Edward Two-Two (c.1851 in the USA; died July 27, 1914 Essen, Germany) was a Lakota Sioux Native American who appeared at the beginning of the 20th century at Hagenbeck in Hamburg, Germany, and in the Sarrasani circus in Dresden educating and entertaining German audiences of Native American life.

Early life

Edward Two-Two was a Native American from the Lakota Sioux tribe, who was born on the Great Prairie of the United States, which later became the Pine Ridge Reservation in South Dakota. He later served as a Reserve Police Officer on that reservation in 1891. He traveled to Germany in 1910 to be part of a human zoo, in the Hagenbeck Zoo of Hamburg, Germany and shortly afterward he returned to America. Sometime between 1913 and 1914, he returned with his family again to Europe, and worked at the Sarrasani circus in Dresden where he was appointed "Sioux Chief".

Due to the good treatment and recognition of his family, he expressed his wish to be buried in Dresden.

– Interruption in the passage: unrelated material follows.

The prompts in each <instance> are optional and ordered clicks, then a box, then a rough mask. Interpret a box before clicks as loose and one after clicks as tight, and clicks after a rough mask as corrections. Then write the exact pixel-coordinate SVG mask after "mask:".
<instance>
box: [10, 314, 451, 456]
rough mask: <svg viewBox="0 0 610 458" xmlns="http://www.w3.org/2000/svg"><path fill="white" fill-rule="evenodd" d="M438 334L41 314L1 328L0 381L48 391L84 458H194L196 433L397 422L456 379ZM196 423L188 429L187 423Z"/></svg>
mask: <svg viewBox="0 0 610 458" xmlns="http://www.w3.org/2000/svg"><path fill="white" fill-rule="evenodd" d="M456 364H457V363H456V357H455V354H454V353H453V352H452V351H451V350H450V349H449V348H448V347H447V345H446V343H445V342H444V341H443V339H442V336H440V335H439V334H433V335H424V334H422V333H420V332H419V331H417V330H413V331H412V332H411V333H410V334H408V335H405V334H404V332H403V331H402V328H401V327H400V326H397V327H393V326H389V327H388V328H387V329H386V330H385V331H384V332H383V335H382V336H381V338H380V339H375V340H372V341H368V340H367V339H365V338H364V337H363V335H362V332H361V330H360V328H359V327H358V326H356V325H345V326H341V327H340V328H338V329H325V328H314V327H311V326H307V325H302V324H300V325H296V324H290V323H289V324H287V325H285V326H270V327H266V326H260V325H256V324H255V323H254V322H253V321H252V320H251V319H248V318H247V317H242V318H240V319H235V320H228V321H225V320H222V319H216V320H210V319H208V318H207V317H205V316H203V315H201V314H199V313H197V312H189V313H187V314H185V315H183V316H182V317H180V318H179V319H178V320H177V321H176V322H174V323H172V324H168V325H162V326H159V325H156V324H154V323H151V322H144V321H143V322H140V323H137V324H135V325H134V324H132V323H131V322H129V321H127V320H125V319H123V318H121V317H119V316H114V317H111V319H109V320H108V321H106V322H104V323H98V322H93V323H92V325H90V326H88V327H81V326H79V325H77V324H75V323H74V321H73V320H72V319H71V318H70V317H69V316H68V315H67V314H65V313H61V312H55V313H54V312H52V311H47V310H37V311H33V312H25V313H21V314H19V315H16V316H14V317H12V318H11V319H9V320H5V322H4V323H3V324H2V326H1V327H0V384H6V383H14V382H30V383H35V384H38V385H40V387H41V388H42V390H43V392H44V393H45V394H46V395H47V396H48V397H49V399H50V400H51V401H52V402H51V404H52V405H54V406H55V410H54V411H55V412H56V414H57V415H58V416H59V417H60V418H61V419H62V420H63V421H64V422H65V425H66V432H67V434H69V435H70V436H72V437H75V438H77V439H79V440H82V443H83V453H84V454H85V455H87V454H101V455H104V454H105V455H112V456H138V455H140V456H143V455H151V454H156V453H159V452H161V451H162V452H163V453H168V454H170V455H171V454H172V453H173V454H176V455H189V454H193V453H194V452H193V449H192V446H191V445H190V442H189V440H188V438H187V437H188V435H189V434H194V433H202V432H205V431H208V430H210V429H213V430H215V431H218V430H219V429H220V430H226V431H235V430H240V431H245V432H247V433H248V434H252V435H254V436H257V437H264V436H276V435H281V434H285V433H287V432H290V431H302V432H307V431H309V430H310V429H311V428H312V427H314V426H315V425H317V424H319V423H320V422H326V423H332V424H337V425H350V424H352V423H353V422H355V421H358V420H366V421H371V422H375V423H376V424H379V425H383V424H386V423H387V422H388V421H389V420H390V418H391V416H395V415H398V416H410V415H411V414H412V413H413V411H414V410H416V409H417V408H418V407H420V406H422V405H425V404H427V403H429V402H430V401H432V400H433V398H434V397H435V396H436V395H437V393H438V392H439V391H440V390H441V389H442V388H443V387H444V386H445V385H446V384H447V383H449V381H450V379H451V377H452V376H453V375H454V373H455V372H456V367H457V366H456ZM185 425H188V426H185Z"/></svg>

While touring in Essen he died, his body was transferred as back to Dresden and was buried at the New Catholic Cemetery. His name "Two-Two" meant in the Lakota language means "One of two". The inscription on the grave stone reads in the Lakota language: "To Paradise angel like you escort".

Gravesite of Edmond Two Two

Other individuals

Two-Two and German writer Karl May, who wrote extensively about Native American culture and contributed to the popular image of Native Americans in German-speaking countries, never met as Karl May died in 1912, before Two-Two and his men arrived in Dresden in March 1913. In addition to the grave at the New Catholic Cemetery in Dresden, there is a second Indian grave in Emden, where another Sarrasani Indian died there in 1932. In 2012 Bettina Renner produced a documentary Bury My Heart in Dresden, which deals with the contemporary life of the Indians on the Pine Ridge Reservation in South Dakota, with Edward Two-Two and his descendants.